В качестве гарантии для меня вызвался выступать мнимый поэт, его координаты я вправе сообщать кому угодно перед операцией изъятия, а ему, судя по всему, нет резона грубо мешаться в мокрые дела. Он живет и работает в Москве, довольно приличный молодой человек. Ко всему прочему хозяин груза приходится ему кузеном, родственные узы тоже входят в гарантию.
— Так я и понял, дела-то сугубо восточные, бедное моё дитя, — сказал Валентин, далее спросил с надеждой. — Катюш, надеюсь, не посланцы пророка? Если они, причем любого сорта и подданства, то лучше идти в органы и каяться, затем ехать в отпуск, лучше всего в Норильск. Убьют все равно, невзирая ни на какие гарантии.
— Я тоже об этом подумала, но нет — единоверцы, насколько я вычислила по именам и виду — согласилась я с предполагаемым летальным диагнозом.
— Тбилиси? Ереван? — спросил Отче.
— Последнее, но с вариациями, — очень туманно изъяснилась я.
— Дитя, я умолкаю и более ничего знать не хочу, — мигом сообразил подкованный друг Валя. — Не надо произносить слов: Карабах и экспедиционный корпус, это пахнет оружием, кровью и смертью, упаси нас Бог! Но рискну тебя обнадежить. Сдается, что с этой публикой у тебя есть шанс выскочить живой, особенно если автор-самозванец московского разлива. Он, скорее всего, не в деле, его раскопали специально, чтобы входить в доверие. Если он участвует, то тебя убивать не планируют. Однако, хотя и совестно тебя пугать, замечу, что мои опасения подтвердились. Несколько электронных ящиков не тянут на такой разворот событий, с грузом определенно связаны отягощающие обстоятельства. Но лучше об этом не размышлять и, упаси Бог, не спрашивать. Держи себя за дурочку, оба будем целее.
После дискуссии относительно шансов остаться в живых, я рассказала другу Вале, какого мы достигли соглашения, и пускай назавтра Марина лучше сидит дома и на Валькино озеро ехать повременит.
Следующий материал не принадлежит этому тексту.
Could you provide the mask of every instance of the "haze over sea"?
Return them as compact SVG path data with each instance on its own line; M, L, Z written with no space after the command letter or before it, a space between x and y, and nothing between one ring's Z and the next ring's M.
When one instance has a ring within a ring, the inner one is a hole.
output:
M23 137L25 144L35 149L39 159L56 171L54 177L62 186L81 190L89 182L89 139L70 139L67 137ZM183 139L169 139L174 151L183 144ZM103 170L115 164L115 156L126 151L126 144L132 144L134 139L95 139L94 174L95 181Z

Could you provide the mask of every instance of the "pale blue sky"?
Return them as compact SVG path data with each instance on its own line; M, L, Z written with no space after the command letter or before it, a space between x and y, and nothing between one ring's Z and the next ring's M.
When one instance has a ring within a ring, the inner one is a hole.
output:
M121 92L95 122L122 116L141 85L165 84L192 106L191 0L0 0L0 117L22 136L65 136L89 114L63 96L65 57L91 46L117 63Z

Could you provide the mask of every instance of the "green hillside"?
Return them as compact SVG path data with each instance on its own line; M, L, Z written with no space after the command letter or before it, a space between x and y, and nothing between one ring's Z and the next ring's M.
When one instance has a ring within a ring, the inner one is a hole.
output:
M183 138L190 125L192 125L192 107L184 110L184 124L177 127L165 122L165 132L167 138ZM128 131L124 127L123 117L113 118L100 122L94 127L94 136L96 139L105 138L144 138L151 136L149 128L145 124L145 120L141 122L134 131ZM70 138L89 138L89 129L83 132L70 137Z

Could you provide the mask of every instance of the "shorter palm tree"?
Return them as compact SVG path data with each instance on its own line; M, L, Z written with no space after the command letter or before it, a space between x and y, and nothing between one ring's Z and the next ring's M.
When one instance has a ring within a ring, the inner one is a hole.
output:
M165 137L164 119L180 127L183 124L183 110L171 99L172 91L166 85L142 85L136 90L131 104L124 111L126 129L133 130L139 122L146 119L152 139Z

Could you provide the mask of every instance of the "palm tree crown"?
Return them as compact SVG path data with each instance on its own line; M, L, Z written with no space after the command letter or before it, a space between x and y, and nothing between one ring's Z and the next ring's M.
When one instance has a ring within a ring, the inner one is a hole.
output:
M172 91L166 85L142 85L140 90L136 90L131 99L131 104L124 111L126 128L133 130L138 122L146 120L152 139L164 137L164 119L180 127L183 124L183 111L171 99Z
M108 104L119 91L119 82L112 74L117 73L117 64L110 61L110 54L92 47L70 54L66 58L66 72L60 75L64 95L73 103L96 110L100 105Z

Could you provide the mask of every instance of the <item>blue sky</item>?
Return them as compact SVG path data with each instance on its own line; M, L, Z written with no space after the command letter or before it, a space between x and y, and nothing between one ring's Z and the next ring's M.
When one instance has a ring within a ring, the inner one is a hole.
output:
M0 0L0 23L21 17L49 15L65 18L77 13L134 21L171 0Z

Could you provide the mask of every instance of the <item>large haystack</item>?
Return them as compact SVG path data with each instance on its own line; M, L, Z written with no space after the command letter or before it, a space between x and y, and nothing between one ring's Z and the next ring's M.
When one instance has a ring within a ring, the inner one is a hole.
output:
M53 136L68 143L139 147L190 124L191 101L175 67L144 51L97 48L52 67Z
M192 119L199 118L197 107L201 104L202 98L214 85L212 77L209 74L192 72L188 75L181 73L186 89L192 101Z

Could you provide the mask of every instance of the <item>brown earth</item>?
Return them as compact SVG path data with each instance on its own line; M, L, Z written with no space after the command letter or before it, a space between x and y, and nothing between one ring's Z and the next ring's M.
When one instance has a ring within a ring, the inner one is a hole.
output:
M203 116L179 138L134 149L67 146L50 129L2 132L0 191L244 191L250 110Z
О собственных личных проблемах я полностью умолчала.
Валентин вручил ключ от своей прежней жилплощади, объяснил, что ящики хранятся в чулане рядом с сортиром, а ключ от чулана внутри старой керосиновой лампы на окне, скорее всего…
— В крайнем случае взломаете, в претензии не буду, — пояснил он.
Некоторое время Валентин посвятил анализу принятых мер безопасности и заключил, что они удовлетворительны с его точки зрения. Не могу не упомянуть что всю дорогу Валентин испытывал мучительное чувство стыда. Вероятно, потому что бросает прелестное, неумное дитя разбираться в сомнительном деле самостоятельно.
Вместе с тем Отче понимал, что иного выхода нет, в предложенных схемах для него места не находилось, а появление вне схемы могло лишь испортить и без того рискованную обедню. Ну и я, чтобы не смущать старого друга, о веночке более не заикалась.
В знак уважения, а также в виде легкой компенсации Валентин приготовил завтрак, пока я наскоро принимала душ и одевалась.
Очень трогательно-семейственная получилась картина, боюсь, что ни Марина, ни Гарик с Сережей не одобрили бы. (Как разрешить сложную проблему, а именно, разобраться поаккуратнее в своих личных делах, я представления не имела, но положила оставить на потом. Если удастся обойтись без упомянутого веночка.)